2022-10-06 22:24:03

by Jonathan Derrick

[permalink] [raw]
Subject: [PATCH 1/2] md/bitmap: Move unplug to daemon thread

It's been observed in raid1/raid10 configurations that synchronous I/O
can cause workloads resulting in greater than 40% bitmap updates. This
appears to be due to the synchronous workload requiring a bitmap flush
with every flush of the I/O list. Instead prefer to flush this
configuration in the daemon sleeper thread.

Signed-off-by: Jonathan Derrick <[email protected]>
---
drivers/md/md-bitmap.c | 1 +
drivers/md/raid1.c | 2 --
drivers/md/raid10.c | 4 ----
3 files changed, 1 insertion(+), 6 deletions(-)

diff --git a/drivers/md/md-bitmap.c b/drivers/md/md-bitmap.c
index bf6dffadbe6f..451259b38d25 100644
--- a/drivers/md/md-bitmap.c
+++ b/drivers/md/md-bitmap.c
@@ -1244,6 +1244,7 @@ void md_bitmap_daemon_work(struct mddev *mddev)
+ mddev->bitmap_info.daemon_sleep))
goto done;

+ md_bitmap_unplug(bitmap);
bitmap->daemon_lastrun = jiffies;
if (bitmap->allclean) {
mddev->thread->timeout = MAX_SCHEDULE_TIMEOUT;
diff --git a/drivers/md/raid1.c b/drivers/md/raid1.c
index 05d8438cfec8..42ba2d884773 100644
--- a/drivers/md/raid1.c
+++ b/drivers/md/raid1.c
@@ -793,8 +793,6 @@ static int read_balance(struct r1conf *conf, struct r1bio *r1_bio, int *max_sect

static void flush_bio_list(struct r1conf *conf, struct bio *bio)
{
- /* flush any pending bitmap writes to disk before proceeding w/ I/O */
- md_bitmap_unplug(conf->mddev->bitmap);
wake_up(&conf->wait_barrier);

while (bio) { /* submit pending writes */
diff --git a/drivers/md/raid10.c b/drivers/md/raid10.c
index 9117fcdee1be..e43352aae3c4 100644
--- a/drivers/md/raid10.c
+++ b/drivers/md/raid10.c
@@ -881,9 +881,6 @@ static void flush_pending_writes(struct r10conf *conf)
__set_current_state(TASK_RUNNING);

blk_start_plug(&plug);
- /* flush any pending bitmap writes to disk
- * before proceeding w/ I/O */
- md_bitmap_unplug(conf->mddev->bitmap);
wake_up(&conf->wait_barrier);

while (bio) { /* submit pending writes */
@@ -1078,7 +1075,6 @@ static void raid10_unplug(struct blk_plug_cb *cb, bool from_schedule)

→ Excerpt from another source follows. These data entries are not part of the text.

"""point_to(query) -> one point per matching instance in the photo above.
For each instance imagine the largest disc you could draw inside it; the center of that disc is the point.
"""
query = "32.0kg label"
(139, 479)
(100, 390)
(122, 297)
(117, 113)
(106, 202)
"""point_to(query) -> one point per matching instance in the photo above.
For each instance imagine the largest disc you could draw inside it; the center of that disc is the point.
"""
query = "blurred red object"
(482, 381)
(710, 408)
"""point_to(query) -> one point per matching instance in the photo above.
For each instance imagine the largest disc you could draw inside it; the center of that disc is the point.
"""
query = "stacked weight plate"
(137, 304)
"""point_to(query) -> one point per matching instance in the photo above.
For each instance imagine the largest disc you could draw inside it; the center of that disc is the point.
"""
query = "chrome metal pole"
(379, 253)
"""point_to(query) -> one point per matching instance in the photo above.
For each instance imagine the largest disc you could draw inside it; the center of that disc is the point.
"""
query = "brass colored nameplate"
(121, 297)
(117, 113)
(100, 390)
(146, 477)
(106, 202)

/* we aren't scheduling, so we can do the write-out directly. */
bio = bio_list_get(&plug->pending);
- md_bitmap_unplug(mddev->bitmap);
wake_up(&conf->wait_barrier);

while (bio) { /* submit pending writes */
--
2.31.1


2022-10-10 04:56:36

by Yujie Liu

[permalink] [raw]
Subject: [md/bitmap] 935dbb156b: mdadm-selftests.05r1-bitmapfile.fail

Greeting,

FYI, we noticed the following commit (built with gcc-11):

commit: 935dbb156b7a46615c0c4819ded5f5ef14bf9b99 ("[PATCH 1/2] md/bitmap: Move unplug to daemon thread")
url: https://github.com/intel-lab-lkp/linux/commits/Jonathan-Derrick/Bitmap-percentage-flushing/20221007-061054
base: git://git.kernel.org/cgit/linux/kernel/git/song/md.git md-next
patch link: https://lore.kernel.org/linux-raid/[email protected]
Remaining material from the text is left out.